The criticism follows a White House decree on Friday suspending the US refugee program and banning migrants from Syria, while calling a 90-day halt on entries from Iraq, Iran, Libya, Somalia, Sudan, and Yemen .
"The DGA strongly believes that artists — regardless of their national origin, faith, or gender — should be able to come to the United States to showcase their work," the Directors Guild of America said in a statement.
"Policies that prevent this, without due consideration, should be of concern to all who care about art and cinema. The open exchange of art is core to who we are, it's what motion pictures and television are increasingly about - drawing humanity together, transcending borders and cultures."

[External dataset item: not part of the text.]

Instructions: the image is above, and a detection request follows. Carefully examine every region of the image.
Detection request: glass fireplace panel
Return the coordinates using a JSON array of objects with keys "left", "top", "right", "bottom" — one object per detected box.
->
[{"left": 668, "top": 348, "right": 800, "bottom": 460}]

SAG-AFTRA, which represents some 160,000 performers, echoed the criticism, avowing "equality of opportunity regardless of race, gender, creed, disability, sexual orientation or country of birth."
"This immigration policy is misguided and we will support our fellow artists every step of the way," the guild said, according to Variety magazine.
Sunday's SAG Awards — one of the major ceremonies of Hollywood's annual prize giving season -- was marked by speeches denouncing Trump's immigration policy.
In a speech aimed solely at the president, "Veep" star Julia Louis-Dreyfus — whose father fled Nazi-occupied France — said she loved the United States but hated its blemishes, adding "this immigration ban is a blemish."
Hours before the ceremony, Oscar-winning Iranian director Asghar Farhadi had said he would not be able to attend next month's Academy Awards thanks to the order.
The Writers Guild of America said it condemned "Trump's profoundly un-American 'Muslim ban,'" and was especially troubled by Farhadi being prevented from entering the US.
"From its early days, the entertainment industry has been built by the imagination of immigrants," it said in a joint statement from its east and west branches.
"Our guilds are unions of storytellers who have always welcomed those from other nations, and of varying beliefs, who wish to share their creativity with America. We are grateful to them, we stand with them, we will fight for them."
Farhadi won the best foreign language Oscar in 2012 for his film "A Separation."